How to create your investment portfolio with your tax refunds in the US?
Investing has become quite an easy task today and with so many options available it is easy for common people to utilize their savings for achieving the dreams and accomplishing long term goals. How to become an investor if there are no savings? This is a thought which can creep into your mind when you think about investing. Without a considerable amount of savings, the investment portfolio seems to be a distant dream. But, in the US you have a simple way out. You can use your tax refund as an option to initiate investing in the stock market.
Stock market scenario
During the year 2012, according to the reports generated by IRS the average tax refund in the US was 2,803 and this amount is enough to start investing with the help of a brokerage account. Investment can be done by a very little less amount itself. Today the market condition is quite good and it is being addressed as a “bull market” which means a market in which the prices of the stocks of companies are rising and people are interested in buying shares. Investments into shares can be a good decision right now as the performance of the stock market is quite good now. In the last 4 years, there has been an average annual return of 17% in the stock market which makes investing a good decision for common people.
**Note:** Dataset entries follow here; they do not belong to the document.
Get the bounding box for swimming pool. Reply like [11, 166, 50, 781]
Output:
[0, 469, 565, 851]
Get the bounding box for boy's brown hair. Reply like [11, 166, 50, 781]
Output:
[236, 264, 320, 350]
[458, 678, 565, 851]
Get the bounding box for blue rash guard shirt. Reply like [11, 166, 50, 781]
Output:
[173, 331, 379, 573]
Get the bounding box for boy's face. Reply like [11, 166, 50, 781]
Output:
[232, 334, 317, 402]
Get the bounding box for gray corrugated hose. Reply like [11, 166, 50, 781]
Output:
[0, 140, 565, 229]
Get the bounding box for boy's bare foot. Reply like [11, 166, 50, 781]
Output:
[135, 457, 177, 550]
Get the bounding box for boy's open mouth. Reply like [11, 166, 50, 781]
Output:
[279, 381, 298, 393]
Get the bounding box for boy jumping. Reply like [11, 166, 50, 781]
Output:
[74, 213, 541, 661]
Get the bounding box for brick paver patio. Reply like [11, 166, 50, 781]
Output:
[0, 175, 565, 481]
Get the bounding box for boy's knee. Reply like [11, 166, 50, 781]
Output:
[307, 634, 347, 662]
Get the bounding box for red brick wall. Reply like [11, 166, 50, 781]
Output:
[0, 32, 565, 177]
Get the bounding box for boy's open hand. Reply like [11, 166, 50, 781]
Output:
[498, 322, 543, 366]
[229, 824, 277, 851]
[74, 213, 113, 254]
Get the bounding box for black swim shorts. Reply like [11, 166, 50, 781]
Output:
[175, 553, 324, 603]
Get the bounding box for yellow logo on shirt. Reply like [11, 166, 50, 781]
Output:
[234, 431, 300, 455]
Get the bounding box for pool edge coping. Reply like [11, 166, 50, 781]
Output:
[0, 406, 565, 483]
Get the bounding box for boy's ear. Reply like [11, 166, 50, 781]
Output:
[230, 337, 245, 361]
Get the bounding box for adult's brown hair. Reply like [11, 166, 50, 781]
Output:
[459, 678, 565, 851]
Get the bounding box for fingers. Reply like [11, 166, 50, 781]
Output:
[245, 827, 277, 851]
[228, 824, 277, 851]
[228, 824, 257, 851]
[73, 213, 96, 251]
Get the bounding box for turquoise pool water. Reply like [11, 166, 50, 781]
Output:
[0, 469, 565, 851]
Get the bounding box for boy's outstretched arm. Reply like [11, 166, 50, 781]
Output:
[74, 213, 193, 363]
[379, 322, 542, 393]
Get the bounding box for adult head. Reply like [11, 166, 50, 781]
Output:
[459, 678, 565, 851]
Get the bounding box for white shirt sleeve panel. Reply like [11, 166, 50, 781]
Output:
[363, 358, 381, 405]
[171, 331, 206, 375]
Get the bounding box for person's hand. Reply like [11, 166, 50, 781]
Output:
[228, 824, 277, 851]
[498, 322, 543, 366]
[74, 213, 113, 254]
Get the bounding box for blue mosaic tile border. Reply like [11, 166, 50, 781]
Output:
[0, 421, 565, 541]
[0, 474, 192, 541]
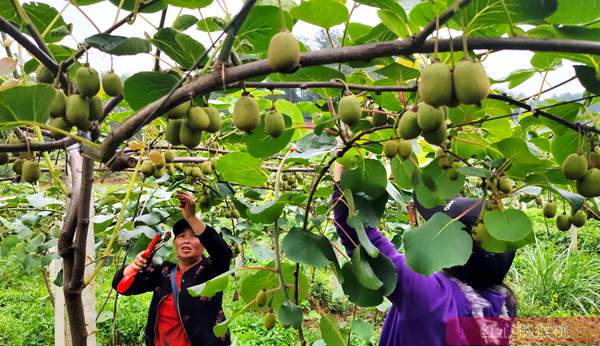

This performance of the stock market is much better as compared to that of other investment options such as money market funds, bonds, real estate, certificates of deposit, etc. But, along with the high returns, there is a huge risk associated with the stock market even. The major risk which is associated with the stock market is the fluctuation in the returns. The returns obtained keep on changing rapidly from one day to another or even from one month to another. However, in the long run, if you are interested in achieving long term goals the best investment option is the stock market. With proper risk assessment and risk analysis, the stock market can turn out to be a great investment option.
Use of tax refund for making investment
- When you receive your tax refund for a year, you can open an Individual Retirement Account (IRA) with the help of your investment brokerage firm or your bank itself. With the help of the IRA, you can invest and obtain tax benefits. When you are putting money into your IRA, your taxable income reduces and you pay less tax.
- When you have opened your own IRA, you can pick mutual funds for making investments. A mutual fund is known as a collection or assortment of bonds, stocks, and cash alternatives. Mutual Fund helps in managing money from different investors and even the small investors can manage their funds with the help of professionals.
- There are numerous funds with different objectives that are available and you can easily pick a fund of your choice according to your long term goals. You can select funds for stocks or funds for bonds or even funds for a mixture of both stocks and bonds.
- The fund which you wish to select for investment depends on the amount of risk you are willing to take when it comes to your money. We can illustrate this with the help of an example such as stocks involve a higher amount of risk but bonds are less risky than that of stocks. But, stocks provide higher returns as compared to bonds and you will need higher returns for accomplishing your long term financial goals. So, it is your choice to take up the risk with stocks for higher returns or to play safe with bonds.
- The amount of risk you can take depends on how much time you have for the accomplishment of your financial goal. If you have a long time left for retirement then you can go ahead and take certain risks.
- Using your tax refund as an investment is the beginning; after opening up your IRA account you can opt for investments to be made automatically for making contributions to the IRA account every month.
Hence, with these investment avenues, your finances will change and you would become an investor with long term financial goals. So, you should file your taxes on time and utilize your tax returns as an investment option.